Era novembro de 2014. Primeiro fim de semana. Plena campanha da Dilma. Fim de tarde na RPPN dele, a Linda Serra dos Topázios. Jaime e eu começamos a conversar sobre a falta que fazia termos acesso a um veículo independente e democrático de informação.

Resolvemos fundar o nosso. Um espaço não comercial, de resistência. Mais um trabalho de militância, voluntário, por suposto. Jaime propôs um jornal; eu, uma revista. O nome eu escolhi (ele queria Bacurau). Dividimos as tarefas. A capa ficou com ele, a linha editorial também.

Correr atrás da grana ficou por minha conta. A paleta de cores, depois de larga prosa, Jaime fechou questão – “nossas cores vão ser o vermelho e o amarelo, porque revista tem que ter cor de luta, cor vibrante” (eu queria verde-floresta). Na paz, acabei enfiando um branco.

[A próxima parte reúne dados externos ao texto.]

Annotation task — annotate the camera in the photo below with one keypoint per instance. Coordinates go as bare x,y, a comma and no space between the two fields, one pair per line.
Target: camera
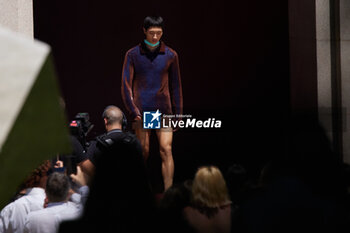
80,127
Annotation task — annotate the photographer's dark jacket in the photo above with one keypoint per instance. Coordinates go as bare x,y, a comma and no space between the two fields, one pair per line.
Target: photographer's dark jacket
114,142
151,80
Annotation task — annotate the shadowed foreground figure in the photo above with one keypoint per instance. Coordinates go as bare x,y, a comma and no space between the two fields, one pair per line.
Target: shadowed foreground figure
302,188
120,199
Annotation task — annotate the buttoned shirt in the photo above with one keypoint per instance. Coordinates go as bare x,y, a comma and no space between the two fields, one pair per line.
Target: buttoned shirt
47,220
12,217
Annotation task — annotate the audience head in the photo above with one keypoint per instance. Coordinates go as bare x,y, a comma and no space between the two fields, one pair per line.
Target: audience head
113,117
209,190
57,187
38,177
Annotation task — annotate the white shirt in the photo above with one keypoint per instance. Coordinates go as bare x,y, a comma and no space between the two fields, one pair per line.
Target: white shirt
12,216
48,220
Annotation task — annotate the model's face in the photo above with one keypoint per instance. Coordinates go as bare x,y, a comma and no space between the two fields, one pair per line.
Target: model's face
153,34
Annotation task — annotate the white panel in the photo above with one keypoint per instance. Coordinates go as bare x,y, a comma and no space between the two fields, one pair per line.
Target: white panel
21,59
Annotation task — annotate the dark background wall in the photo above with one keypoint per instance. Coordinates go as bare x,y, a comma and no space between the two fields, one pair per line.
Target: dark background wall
234,61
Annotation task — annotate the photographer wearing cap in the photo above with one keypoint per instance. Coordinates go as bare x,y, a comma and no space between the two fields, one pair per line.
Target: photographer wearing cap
115,125
116,161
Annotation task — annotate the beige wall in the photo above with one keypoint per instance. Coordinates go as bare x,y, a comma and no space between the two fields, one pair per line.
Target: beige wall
17,15
345,73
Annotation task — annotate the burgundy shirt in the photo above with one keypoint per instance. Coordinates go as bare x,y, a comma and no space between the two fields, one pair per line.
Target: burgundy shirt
151,81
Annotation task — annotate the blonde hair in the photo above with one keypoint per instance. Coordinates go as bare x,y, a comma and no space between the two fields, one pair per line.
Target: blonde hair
209,190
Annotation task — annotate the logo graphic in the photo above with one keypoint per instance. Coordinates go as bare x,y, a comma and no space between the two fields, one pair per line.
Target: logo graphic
151,120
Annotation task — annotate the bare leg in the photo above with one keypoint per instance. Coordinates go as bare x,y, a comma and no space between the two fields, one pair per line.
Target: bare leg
165,139
143,135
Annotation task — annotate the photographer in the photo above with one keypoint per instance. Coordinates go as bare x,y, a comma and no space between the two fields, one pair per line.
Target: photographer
115,123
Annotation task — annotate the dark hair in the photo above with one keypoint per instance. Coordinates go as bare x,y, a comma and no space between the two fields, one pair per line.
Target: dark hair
153,21
57,187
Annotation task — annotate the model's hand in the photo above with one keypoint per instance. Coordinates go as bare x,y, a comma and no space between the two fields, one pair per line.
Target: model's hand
138,118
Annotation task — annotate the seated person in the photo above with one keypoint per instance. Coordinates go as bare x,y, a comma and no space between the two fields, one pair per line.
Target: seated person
58,208
210,209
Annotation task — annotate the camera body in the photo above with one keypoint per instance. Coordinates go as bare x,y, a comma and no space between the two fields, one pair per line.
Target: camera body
80,127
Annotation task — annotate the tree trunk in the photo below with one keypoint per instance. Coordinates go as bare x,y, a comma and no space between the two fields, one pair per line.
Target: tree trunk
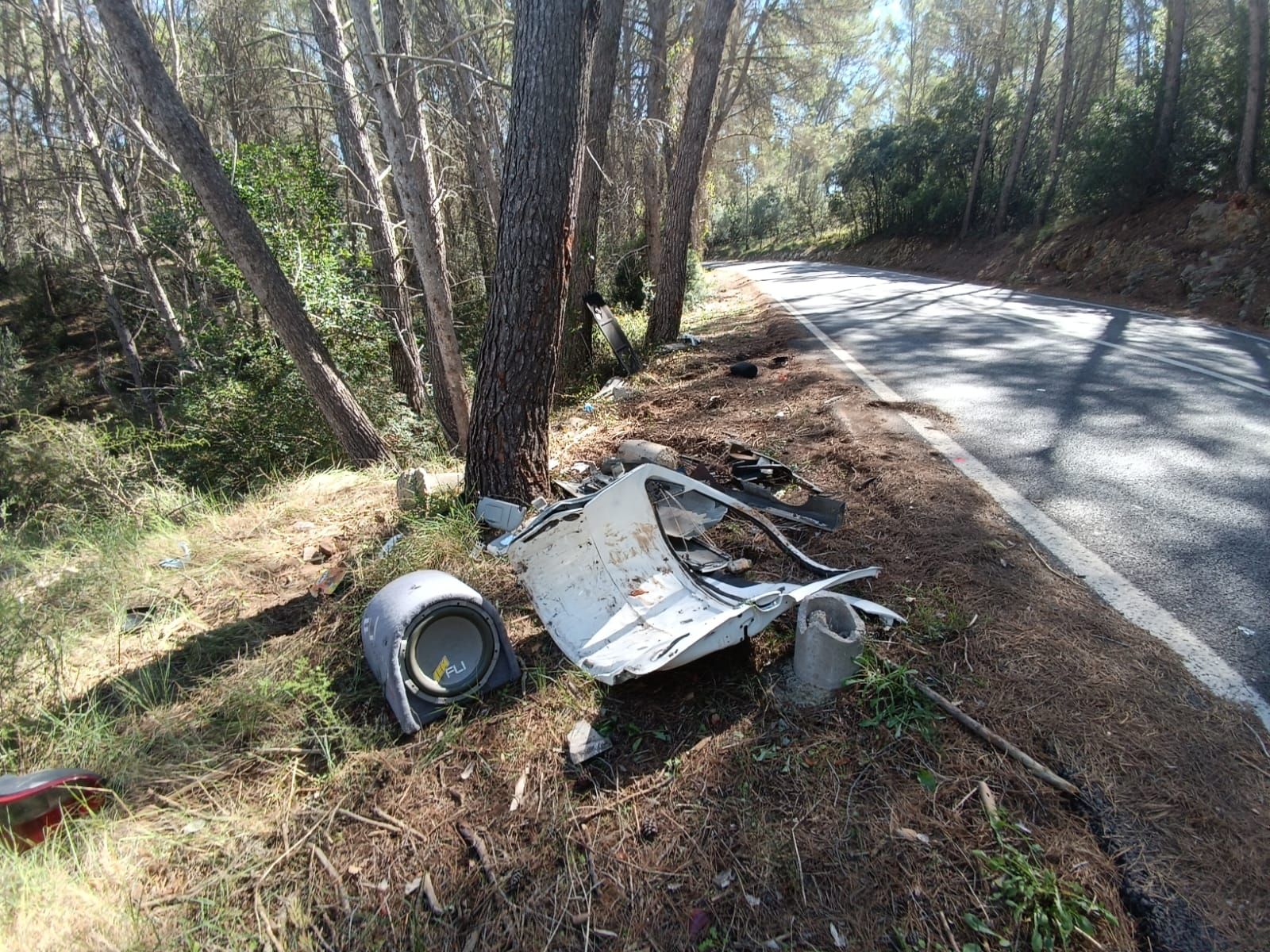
111,186
1016,156
518,355
1246,165
127,343
1064,93
480,139
371,206
1170,89
241,234
667,310
654,131
986,125
575,346
408,149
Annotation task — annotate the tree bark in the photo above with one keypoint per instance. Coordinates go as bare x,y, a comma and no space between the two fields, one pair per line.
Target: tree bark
575,351
667,310
241,234
1064,94
408,148
370,205
654,131
114,314
1170,89
1016,156
1254,105
112,187
518,355
986,125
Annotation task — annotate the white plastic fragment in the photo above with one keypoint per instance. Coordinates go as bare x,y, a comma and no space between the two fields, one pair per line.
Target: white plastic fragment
586,742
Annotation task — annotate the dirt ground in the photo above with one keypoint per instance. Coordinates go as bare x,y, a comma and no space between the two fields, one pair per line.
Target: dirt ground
724,818
728,819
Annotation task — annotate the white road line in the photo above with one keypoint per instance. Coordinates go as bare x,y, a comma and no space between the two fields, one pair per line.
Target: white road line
1122,594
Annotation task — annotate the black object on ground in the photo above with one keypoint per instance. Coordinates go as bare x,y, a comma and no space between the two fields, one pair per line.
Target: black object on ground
622,347
35,803
433,641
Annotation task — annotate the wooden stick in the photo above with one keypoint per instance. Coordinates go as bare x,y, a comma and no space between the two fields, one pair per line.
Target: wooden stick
431,895
479,848
990,801
334,877
1034,767
368,820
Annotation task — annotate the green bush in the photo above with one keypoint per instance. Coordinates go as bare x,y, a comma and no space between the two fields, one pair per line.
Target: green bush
59,476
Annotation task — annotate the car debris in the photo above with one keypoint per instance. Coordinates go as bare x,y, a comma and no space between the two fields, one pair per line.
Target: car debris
33,804
616,390
634,452
622,596
827,641
177,564
586,742
498,513
433,641
626,355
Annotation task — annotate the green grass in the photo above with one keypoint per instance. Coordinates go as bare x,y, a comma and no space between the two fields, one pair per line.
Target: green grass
889,698
1049,912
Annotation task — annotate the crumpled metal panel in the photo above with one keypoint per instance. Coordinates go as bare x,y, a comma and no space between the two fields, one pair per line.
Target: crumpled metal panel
615,598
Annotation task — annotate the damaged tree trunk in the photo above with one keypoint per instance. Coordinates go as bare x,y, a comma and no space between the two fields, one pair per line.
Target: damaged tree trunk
368,200
654,133
986,125
408,149
667,310
112,187
1016,156
238,230
1254,103
575,347
518,355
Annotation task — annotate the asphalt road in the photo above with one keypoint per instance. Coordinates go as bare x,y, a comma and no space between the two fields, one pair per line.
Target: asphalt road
1147,438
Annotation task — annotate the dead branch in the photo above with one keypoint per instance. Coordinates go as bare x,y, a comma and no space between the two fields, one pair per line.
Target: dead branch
1033,766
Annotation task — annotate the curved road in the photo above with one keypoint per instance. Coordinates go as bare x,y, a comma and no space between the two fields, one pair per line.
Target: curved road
1146,438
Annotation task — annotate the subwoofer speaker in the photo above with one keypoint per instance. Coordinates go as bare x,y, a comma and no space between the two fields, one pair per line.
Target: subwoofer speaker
433,641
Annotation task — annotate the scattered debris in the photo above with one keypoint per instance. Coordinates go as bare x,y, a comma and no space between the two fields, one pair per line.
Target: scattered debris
634,452
417,482
137,617
328,582
618,390
177,564
827,641
586,742
499,514
33,804
914,835
518,791
603,317
433,641
698,923
582,558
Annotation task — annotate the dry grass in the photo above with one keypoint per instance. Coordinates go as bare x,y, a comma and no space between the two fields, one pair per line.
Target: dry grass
253,749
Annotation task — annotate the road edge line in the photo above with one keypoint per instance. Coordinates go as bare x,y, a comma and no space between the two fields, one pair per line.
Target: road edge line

Fizemos a primeira edição da Xapuri lá mesmo, na Reserva, em uma noite. Optamos por centrar na pauta socioambiental. Nossa primeira capa foi sobre os povos indígenas isolados do Acre: ‘Isolados, Bravos, Livres: Um Brasil Indígena por Conhecer”. Depois de tudo pronto, Jaime inventou de fazer uma outra boneca, “porque toda revista tem que ter número zero”.

Dessa vez finquei pé, ficamos com a capa indígena. Voltei pra Brasília com a boneca praticamente pronta e com a missão de dar um jeito de imprimir. Nos dias seguintes, o Jaime veio pra Formosa, pra convencer minha irmã Lúcia a revisar a revista, “de grátis”. Com a primeira revista impressa, a próxima tarefa foi montar o Conselho Editorial.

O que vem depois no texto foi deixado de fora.